A metà classifica si trova un deludente Manchester United che ha totalizzato solo quattro punti su nove dopo la sconfitta sul campo del West Ham (0-2) e il pari con l'Arsenal (1-1). Lo United è quasi totalmente allo sbando e ad aggravare la situazione hanno pensato gli infortuni che hanno colpito diversi titolari tra cui Wan-Bissaka, Shaw, Pogba e Martial. Solskjær è in una situazione molto scomoda e, a meno di un anno del suo insediamento, il suo posto è già in discussione.

Newcastle e Aston Villa aprono la zona retrocessione con cinque punti e zero vittorie nel mese di settembre ma decisamente più drammatica è la situazione del Watford.
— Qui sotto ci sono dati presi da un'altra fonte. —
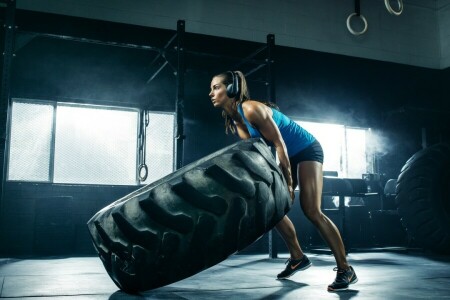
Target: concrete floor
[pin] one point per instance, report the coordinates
(382, 275)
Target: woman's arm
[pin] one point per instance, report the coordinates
(259, 115)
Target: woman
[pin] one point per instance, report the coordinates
(300, 156)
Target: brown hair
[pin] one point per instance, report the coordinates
(242, 96)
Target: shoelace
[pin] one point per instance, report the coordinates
(339, 270)
(290, 259)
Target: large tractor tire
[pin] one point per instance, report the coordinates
(191, 219)
(423, 197)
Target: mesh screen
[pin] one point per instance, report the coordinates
(159, 146)
(95, 146)
(30, 142)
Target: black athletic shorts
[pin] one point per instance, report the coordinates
(313, 152)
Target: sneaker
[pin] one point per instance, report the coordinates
(295, 265)
(343, 279)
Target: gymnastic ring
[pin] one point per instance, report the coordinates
(145, 168)
(398, 12)
(349, 27)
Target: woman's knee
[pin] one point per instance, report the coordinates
(314, 215)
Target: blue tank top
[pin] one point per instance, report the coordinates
(295, 137)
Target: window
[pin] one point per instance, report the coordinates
(81, 144)
(30, 141)
(344, 148)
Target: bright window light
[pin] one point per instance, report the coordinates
(95, 145)
(344, 148)
(84, 144)
(159, 146)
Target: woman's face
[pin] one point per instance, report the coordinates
(218, 92)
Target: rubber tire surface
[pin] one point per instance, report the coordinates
(423, 198)
(191, 219)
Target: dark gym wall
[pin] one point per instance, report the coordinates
(310, 85)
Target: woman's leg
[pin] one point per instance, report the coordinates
(287, 232)
(311, 182)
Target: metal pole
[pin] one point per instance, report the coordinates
(270, 82)
(8, 54)
(179, 136)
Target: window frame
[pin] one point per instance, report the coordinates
(51, 166)
(344, 156)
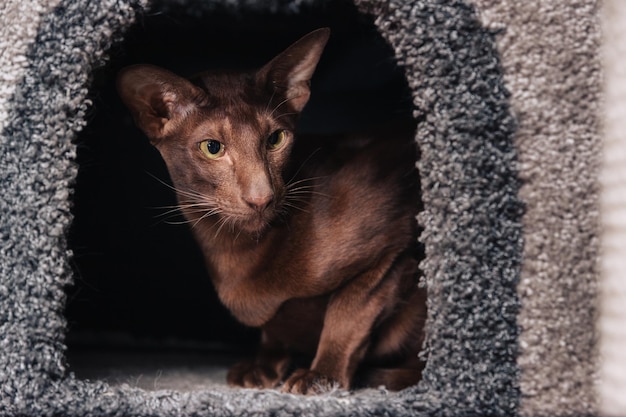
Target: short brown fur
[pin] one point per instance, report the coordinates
(314, 240)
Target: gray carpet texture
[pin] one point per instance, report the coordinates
(507, 96)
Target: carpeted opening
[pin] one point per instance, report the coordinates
(142, 310)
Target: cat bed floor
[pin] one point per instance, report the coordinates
(153, 370)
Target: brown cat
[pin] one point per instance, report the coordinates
(312, 239)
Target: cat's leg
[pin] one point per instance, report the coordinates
(393, 379)
(350, 316)
(266, 370)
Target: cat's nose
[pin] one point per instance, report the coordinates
(259, 202)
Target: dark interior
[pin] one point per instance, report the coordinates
(140, 280)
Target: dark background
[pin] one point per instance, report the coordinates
(140, 279)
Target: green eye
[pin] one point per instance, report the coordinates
(212, 149)
(277, 139)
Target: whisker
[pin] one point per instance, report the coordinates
(283, 102)
(303, 164)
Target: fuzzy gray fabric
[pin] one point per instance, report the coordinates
(478, 240)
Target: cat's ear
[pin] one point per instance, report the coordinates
(158, 99)
(289, 73)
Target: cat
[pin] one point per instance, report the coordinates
(312, 239)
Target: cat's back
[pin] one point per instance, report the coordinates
(363, 195)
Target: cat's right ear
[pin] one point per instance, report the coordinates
(159, 100)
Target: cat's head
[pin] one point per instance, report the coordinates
(225, 137)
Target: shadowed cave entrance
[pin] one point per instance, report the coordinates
(143, 310)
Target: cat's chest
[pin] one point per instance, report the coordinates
(298, 323)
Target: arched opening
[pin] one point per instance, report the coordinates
(143, 310)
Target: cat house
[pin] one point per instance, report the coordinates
(98, 290)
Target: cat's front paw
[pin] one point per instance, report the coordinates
(250, 374)
(308, 382)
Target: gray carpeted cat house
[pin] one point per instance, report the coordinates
(507, 98)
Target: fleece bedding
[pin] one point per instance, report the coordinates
(508, 99)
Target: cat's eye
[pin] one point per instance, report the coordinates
(277, 139)
(212, 149)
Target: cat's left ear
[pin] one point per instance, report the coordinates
(290, 72)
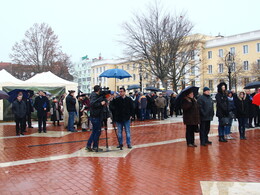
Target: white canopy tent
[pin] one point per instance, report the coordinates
(48, 79)
(45, 79)
(6, 79)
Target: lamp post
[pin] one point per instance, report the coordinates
(229, 59)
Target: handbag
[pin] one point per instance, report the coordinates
(197, 130)
(224, 121)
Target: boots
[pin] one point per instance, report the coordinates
(222, 139)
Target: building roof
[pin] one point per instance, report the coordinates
(233, 39)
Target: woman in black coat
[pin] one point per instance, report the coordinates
(191, 117)
(242, 113)
(222, 109)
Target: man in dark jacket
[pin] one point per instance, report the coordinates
(97, 103)
(123, 112)
(222, 109)
(19, 110)
(41, 104)
(206, 115)
(71, 107)
(29, 106)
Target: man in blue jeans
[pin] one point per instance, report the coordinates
(97, 103)
(71, 107)
(124, 111)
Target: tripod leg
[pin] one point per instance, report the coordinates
(106, 139)
(117, 137)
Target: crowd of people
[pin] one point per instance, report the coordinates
(91, 113)
(199, 112)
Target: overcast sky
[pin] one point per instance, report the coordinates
(93, 27)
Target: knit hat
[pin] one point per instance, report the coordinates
(206, 89)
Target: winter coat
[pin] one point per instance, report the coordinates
(160, 102)
(55, 111)
(19, 109)
(150, 101)
(241, 107)
(206, 107)
(142, 102)
(222, 102)
(71, 103)
(96, 108)
(252, 107)
(40, 103)
(191, 114)
(123, 109)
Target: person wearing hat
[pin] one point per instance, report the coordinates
(42, 105)
(206, 115)
(71, 107)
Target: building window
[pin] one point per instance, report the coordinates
(233, 67)
(245, 65)
(220, 68)
(233, 50)
(211, 84)
(258, 47)
(220, 53)
(245, 49)
(246, 81)
(210, 69)
(209, 54)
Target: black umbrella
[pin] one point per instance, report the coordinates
(183, 93)
(152, 89)
(3, 95)
(252, 85)
(133, 87)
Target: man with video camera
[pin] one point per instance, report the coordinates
(97, 103)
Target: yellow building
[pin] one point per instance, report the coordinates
(245, 68)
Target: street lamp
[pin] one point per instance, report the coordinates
(229, 59)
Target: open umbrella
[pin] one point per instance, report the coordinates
(3, 95)
(13, 94)
(183, 93)
(252, 85)
(256, 99)
(115, 73)
(152, 89)
(133, 87)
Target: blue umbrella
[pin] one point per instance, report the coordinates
(115, 73)
(133, 87)
(183, 93)
(3, 95)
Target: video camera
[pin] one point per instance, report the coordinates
(104, 91)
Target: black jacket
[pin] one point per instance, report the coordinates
(222, 102)
(19, 109)
(242, 107)
(123, 109)
(71, 103)
(40, 103)
(206, 108)
(96, 108)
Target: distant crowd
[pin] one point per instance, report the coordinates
(91, 113)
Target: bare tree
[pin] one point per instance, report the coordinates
(40, 48)
(157, 39)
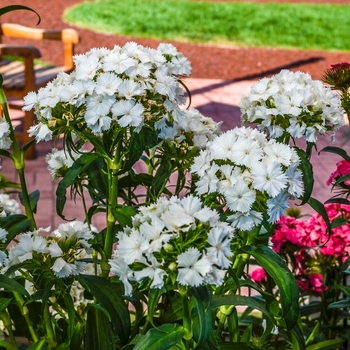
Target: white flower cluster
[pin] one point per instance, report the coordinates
(250, 174)
(59, 251)
(174, 239)
(294, 104)
(5, 141)
(124, 87)
(59, 161)
(200, 129)
(8, 206)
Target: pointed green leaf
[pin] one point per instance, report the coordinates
(338, 200)
(161, 338)
(14, 225)
(298, 337)
(6, 345)
(153, 299)
(78, 167)
(11, 285)
(99, 332)
(307, 174)
(33, 198)
(240, 300)
(38, 345)
(237, 346)
(345, 303)
(326, 345)
(275, 266)
(4, 303)
(319, 207)
(202, 296)
(161, 178)
(111, 299)
(337, 150)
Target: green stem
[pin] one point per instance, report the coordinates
(6, 319)
(25, 313)
(186, 317)
(242, 259)
(26, 199)
(111, 206)
(18, 160)
(50, 335)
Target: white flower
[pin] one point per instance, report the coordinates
(55, 250)
(153, 272)
(192, 267)
(277, 206)
(246, 151)
(220, 252)
(3, 235)
(120, 268)
(27, 245)
(239, 197)
(269, 177)
(131, 113)
(132, 246)
(107, 83)
(41, 132)
(63, 269)
(292, 103)
(245, 221)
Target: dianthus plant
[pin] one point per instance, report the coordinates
(116, 108)
(249, 175)
(291, 104)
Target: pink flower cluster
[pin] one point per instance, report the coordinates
(309, 249)
(343, 168)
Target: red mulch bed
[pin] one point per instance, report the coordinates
(208, 61)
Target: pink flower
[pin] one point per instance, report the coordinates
(258, 275)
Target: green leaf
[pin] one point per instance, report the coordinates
(124, 215)
(326, 345)
(153, 299)
(11, 285)
(77, 337)
(38, 345)
(337, 150)
(33, 198)
(107, 294)
(298, 337)
(202, 296)
(161, 338)
(338, 200)
(6, 345)
(97, 174)
(99, 332)
(345, 303)
(275, 266)
(237, 346)
(161, 178)
(307, 174)
(14, 225)
(319, 207)
(78, 167)
(235, 300)
(11, 8)
(4, 303)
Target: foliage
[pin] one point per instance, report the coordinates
(185, 207)
(307, 26)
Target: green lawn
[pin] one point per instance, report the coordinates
(306, 26)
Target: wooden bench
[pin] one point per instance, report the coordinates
(21, 77)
Gli Hornets hanno cambiato la guida tecnica, con il ritorno dello spagnolo Quique Sanchez Flores al posto del licenziato Javi Gracia, ma ciò non è bastato. Nonostante un pareggio di rimonta contro l'Arsenal nella quinta giornata, il Watford ha incassato due brutte sconfitte - 0-8 contro il City e 0-2 contro il Wolverhampton - confermando la preoccupante situazione emersa nel mese di agosto. Il club di Vicarage Road è ancora a secco di vittorie e chiude la classifica con due soli punti in sette partite.

La classifica


Il giocatore del mese

Il mio giocatore del mese è Riyad Mahrez. L'esterno algerino del Manchester City si è preso la scena producendo 11 passaggi chiave in 197 minuti di gioco e realizzando due gol, entrambi da calcio di punizione, contro Watford ed Everton.

Il gol del mese

Il premio di gol del mese va al bellissimo tocco in scivolata di Harry Kane contro il Leicester. Il numero 10 del Tottenham ha insaccato il momentaneo vantaggio degli Spurs al King Power Stadium trovando un'incredibile coordinazione nonostante il precario equilibrio.